Era terrible este regreso, negarse a avanzar sin mantener antes una amarga consulta con el alma.

El alma. «Tú no tienes alma», al menos eso han dicho.

A través del cristal que separaba la parte delantera de la posterior Ash observó cómo la joven Leslie ocupaba el asiento que tenía frente a él. Se alegraba de disponer de todo el compartimiento posterior y de que hubieran enviado dos coches para conducirlo a él y a su pequeño séquito hacia el norte. Hubiera resultado insoportable sentarse junto a un ser humano, escuchar el parloteo de los humanos, percibir el olor de una hembra humana, joven y dulce.

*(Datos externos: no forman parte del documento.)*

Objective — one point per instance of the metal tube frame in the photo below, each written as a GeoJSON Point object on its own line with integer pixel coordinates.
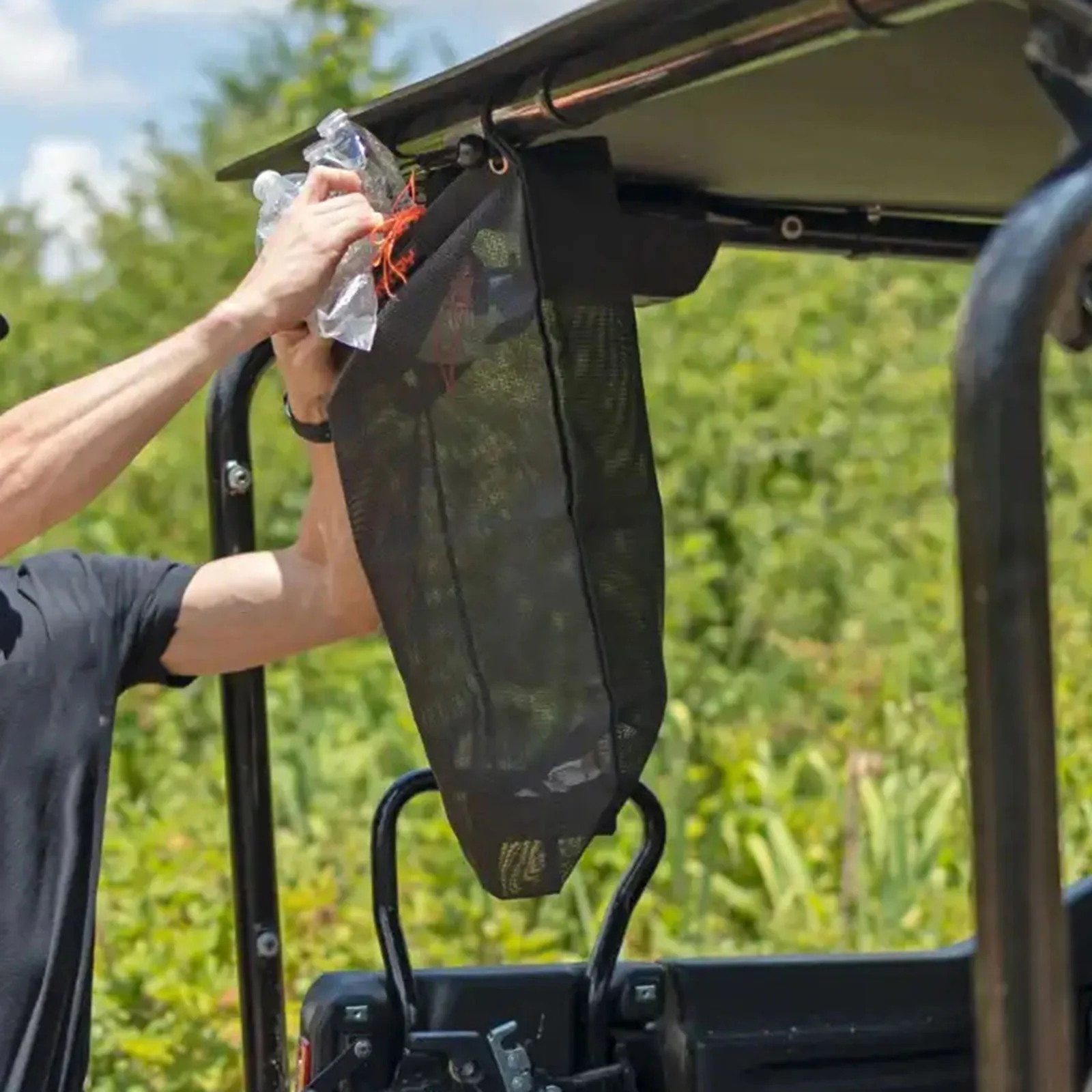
{"type": "Point", "coordinates": [246, 743]}
{"type": "Point", "coordinates": [1024, 994]}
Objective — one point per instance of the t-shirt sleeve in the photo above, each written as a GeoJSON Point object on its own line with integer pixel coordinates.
{"type": "Point", "coordinates": [145, 599]}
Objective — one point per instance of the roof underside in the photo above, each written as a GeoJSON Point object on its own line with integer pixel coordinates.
{"type": "Point", "coordinates": [939, 115]}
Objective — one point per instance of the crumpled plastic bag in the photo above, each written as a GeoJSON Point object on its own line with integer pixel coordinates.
{"type": "Point", "coordinates": [349, 311]}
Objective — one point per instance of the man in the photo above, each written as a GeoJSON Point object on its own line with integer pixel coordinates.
{"type": "Point", "coordinates": [76, 631]}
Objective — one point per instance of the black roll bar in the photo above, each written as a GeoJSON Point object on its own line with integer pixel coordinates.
{"type": "Point", "coordinates": [246, 742]}
{"type": "Point", "coordinates": [1024, 1007]}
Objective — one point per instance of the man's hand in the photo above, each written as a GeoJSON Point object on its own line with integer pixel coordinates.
{"type": "Point", "coordinates": [307, 371]}
{"type": "Point", "coordinates": [302, 255]}
{"type": "Point", "coordinates": [63, 448]}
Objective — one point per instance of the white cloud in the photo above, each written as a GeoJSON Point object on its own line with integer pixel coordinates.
{"type": "Point", "coordinates": [43, 60]}
{"type": "Point", "coordinates": [48, 184]}
{"type": "Point", "coordinates": [131, 11]}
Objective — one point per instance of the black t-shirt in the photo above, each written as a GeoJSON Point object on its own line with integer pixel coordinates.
{"type": "Point", "coordinates": [76, 631]}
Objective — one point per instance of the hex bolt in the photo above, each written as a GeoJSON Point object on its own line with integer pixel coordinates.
{"type": "Point", "coordinates": [268, 944]}
{"type": "Point", "coordinates": [238, 478]}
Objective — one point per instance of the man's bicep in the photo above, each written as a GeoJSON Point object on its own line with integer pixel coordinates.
{"type": "Point", "coordinates": [248, 611]}
{"type": "Point", "coordinates": [145, 598]}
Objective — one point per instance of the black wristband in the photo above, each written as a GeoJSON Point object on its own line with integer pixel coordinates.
{"type": "Point", "coordinates": [317, 433]}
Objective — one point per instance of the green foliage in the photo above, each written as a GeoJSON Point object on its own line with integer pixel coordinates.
{"type": "Point", "coordinates": [813, 759]}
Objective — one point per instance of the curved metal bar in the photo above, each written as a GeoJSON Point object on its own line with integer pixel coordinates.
{"type": "Point", "coordinates": [385, 895]}
{"type": "Point", "coordinates": [604, 958]}
{"type": "Point", "coordinates": [607, 950]}
{"type": "Point", "coordinates": [1024, 1006]}
{"type": "Point", "coordinates": [246, 742]}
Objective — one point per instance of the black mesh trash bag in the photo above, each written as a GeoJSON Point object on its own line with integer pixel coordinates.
{"type": "Point", "coordinates": [495, 451]}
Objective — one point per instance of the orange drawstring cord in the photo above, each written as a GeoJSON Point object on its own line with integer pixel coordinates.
{"type": "Point", "coordinates": [391, 271]}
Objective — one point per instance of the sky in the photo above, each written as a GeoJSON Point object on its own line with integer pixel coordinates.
{"type": "Point", "coordinates": [79, 78]}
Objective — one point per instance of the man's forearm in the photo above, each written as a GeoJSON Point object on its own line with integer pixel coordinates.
{"type": "Point", "coordinates": [61, 449]}
{"type": "Point", "coordinates": [326, 538]}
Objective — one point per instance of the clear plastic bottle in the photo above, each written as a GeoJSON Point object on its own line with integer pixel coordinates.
{"type": "Point", "coordinates": [349, 309]}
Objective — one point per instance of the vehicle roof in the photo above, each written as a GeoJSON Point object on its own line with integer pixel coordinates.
{"type": "Point", "coordinates": [912, 107]}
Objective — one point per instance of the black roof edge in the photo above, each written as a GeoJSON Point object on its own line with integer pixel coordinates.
{"type": "Point", "coordinates": [461, 92]}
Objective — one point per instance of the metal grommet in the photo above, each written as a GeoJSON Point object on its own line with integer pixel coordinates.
{"type": "Point", "coordinates": [792, 229]}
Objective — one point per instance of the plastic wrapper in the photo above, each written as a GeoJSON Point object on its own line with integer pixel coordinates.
{"type": "Point", "coordinates": [349, 311]}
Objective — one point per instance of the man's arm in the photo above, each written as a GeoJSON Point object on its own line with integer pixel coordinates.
{"type": "Point", "coordinates": [59, 450]}
{"type": "Point", "coordinates": [255, 609]}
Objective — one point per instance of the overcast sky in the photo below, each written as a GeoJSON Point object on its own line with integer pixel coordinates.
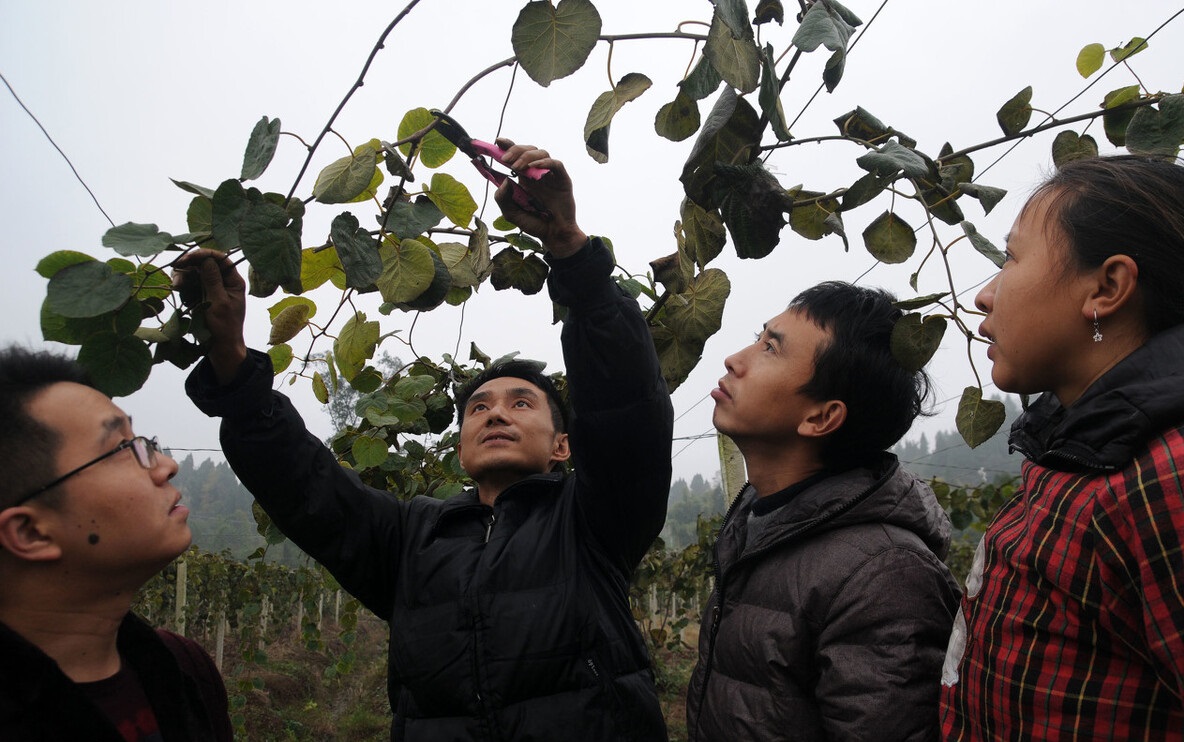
{"type": "Point", "coordinates": [136, 92]}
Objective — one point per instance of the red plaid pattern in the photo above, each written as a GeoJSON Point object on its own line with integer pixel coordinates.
{"type": "Point", "coordinates": [1078, 632]}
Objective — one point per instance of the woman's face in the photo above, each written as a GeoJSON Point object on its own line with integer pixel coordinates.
{"type": "Point", "coordinates": [1037, 311]}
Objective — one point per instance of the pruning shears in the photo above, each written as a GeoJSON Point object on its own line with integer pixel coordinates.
{"type": "Point", "coordinates": [477, 150]}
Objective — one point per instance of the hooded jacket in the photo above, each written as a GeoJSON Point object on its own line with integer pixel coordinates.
{"type": "Point", "coordinates": [1073, 623]}
{"type": "Point", "coordinates": [507, 623]}
{"type": "Point", "coordinates": [832, 620]}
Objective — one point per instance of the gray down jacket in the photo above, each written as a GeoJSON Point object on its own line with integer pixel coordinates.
{"type": "Point", "coordinates": [831, 621]}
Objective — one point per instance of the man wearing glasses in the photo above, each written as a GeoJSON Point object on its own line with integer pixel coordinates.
{"type": "Point", "coordinates": [87, 516]}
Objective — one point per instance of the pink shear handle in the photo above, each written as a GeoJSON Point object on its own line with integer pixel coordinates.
{"type": "Point", "coordinates": [497, 153]}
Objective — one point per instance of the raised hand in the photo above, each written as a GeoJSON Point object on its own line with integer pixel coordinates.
{"type": "Point", "coordinates": [555, 227]}
{"type": "Point", "coordinates": [208, 279]}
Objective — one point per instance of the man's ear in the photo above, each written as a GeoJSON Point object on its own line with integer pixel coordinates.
{"type": "Point", "coordinates": [824, 419]}
{"type": "Point", "coordinates": [561, 451]}
{"type": "Point", "coordinates": [24, 534]}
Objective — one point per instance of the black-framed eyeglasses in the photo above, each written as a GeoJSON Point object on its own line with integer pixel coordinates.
{"type": "Point", "coordinates": [145, 450]}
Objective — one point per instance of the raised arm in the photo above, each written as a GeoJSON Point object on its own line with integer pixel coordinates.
{"type": "Point", "coordinates": [353, 530]}
{"type": "Point", "coordinates": [622, 420]}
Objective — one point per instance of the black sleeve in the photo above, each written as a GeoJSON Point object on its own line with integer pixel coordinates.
{"type": "Point", "coordinates": [622, 419]}
{"type": "Point", "coordinates": [353, 530]}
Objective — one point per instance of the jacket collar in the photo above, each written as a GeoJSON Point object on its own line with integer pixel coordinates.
{"type": "Point", "coordinates": [1139, 398]}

Escocia. El olor de los bosques; el olor del mar transportado por el viento.

El coche circulaba suavemente, manejado por un experto conductor. Menos mal. Habría sido intolerable verse zarandeado de un lado a otro hasta llegar a Donnelaith. Durante unos instantes advirtió tras él el resplandor de los faros del coche de su escolta, que lo seguía a todas partes. De repente sintió una terrible premonición. ¿Por qué someterse a ese trago tan amargo? ¿Por qué había decidido ir a Donnelaith? ¿Por qué se disponía a subir a la montaña y visitar los lugares de su pasado? Ash cerró los ojos y durante unos segundos vio el brillante cabello rojo de la pequeña bruja de la que Yuri estaba enamorado como un escolar. Vio sus ojos verdes, de mirada fría, que contrastaban con el infantil lazo que llevaba en el pelo. ¡Cuán estúpido era Yuri!

El chófer pisó el acelerador.

Ash no veía nada a través de los cristales tintados. Era lamentable. Intolerable. Los automóviles de su propiedad no tenían cristales tintados. Nunca se había preocupado de proteger su intimidad. Contemplar el mundo en sus colores naturales era para él tan imprescindible como respirar.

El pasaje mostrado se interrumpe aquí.